With this dataset, we could now train a model to generate an image based on its caption and text layout. However, this model alone wasn’t sufficient to generate an image based on a prompt because it expects a text layout as well. This means we needed to generate the layout ourselves, requiring an additional model capable of understanding the given prompt and producing a corresponding text layout. While we already had ground truth text layouts from our OCR model, we couldn’t simply train a model to generate these layouts based on image captions. As mentioned earlier, captions rarely contain information about the text in the image. And a text layout generator should be trained on captions where all words from the text layout are explicitly mentioned. Otherwise, it might learn to hallucinate text layouts, just as a regular text-to-image model does. To solve this, we trained an image captioning model that can be conditioned on the text layout. The resulting model was of much higher quality and produced captions aligned with the text layouts.
After preparing the data, we were finally able to train our pipeline. The following image shows the stages we were required to train in this pipeline. Noticeably, it reverses the data preparation process, as outputs from the models used to prepare the data are now used as inputs for the newly trained models.
Fortunately, the text layout generator and the image generator can be trained independently. Let’s start with the text layout generator training process.
The generator was based on a large language model. Its input (caption) and output (text layout in a specific format) are depicted in the image below:
The biggest challenges we faced while developing the model were related to the output format:
Finally, we trained our image generation model. It was based on our original image generator but had an extra text layout input. The text layout was passed as an image, in a way similar to ControlNet architecture.

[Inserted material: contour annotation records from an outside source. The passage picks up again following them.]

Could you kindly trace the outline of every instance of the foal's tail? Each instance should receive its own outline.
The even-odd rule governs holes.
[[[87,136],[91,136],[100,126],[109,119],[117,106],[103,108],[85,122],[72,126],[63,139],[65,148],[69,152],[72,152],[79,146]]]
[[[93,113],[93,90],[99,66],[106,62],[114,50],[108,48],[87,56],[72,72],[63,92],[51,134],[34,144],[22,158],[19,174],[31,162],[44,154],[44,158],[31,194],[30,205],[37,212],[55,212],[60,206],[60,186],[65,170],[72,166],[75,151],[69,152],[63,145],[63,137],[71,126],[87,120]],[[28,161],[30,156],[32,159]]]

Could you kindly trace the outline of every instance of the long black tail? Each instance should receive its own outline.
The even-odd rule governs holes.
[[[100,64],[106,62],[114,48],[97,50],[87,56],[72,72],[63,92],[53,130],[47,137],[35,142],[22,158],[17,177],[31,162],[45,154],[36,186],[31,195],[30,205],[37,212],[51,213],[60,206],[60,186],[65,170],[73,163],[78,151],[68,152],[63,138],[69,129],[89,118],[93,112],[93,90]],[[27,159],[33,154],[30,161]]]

Now, we can examine the inference pipeline of our new model.
A notable feature of this pipeline is that the text layout can be defined in two ways: manually on the canvas or by the text layout generator. This gives users precise control over word positioning or the option to let the system automate the process.
This new pipeline is a significant leap forward in text generation quality. But it’s not the only improvement we’ve made. The SOTA model now understands user prompts much better, and the quality of the generated images is significantly higher than that of our previous model and any other competitor’s models.
We are incredibly excited to present this version!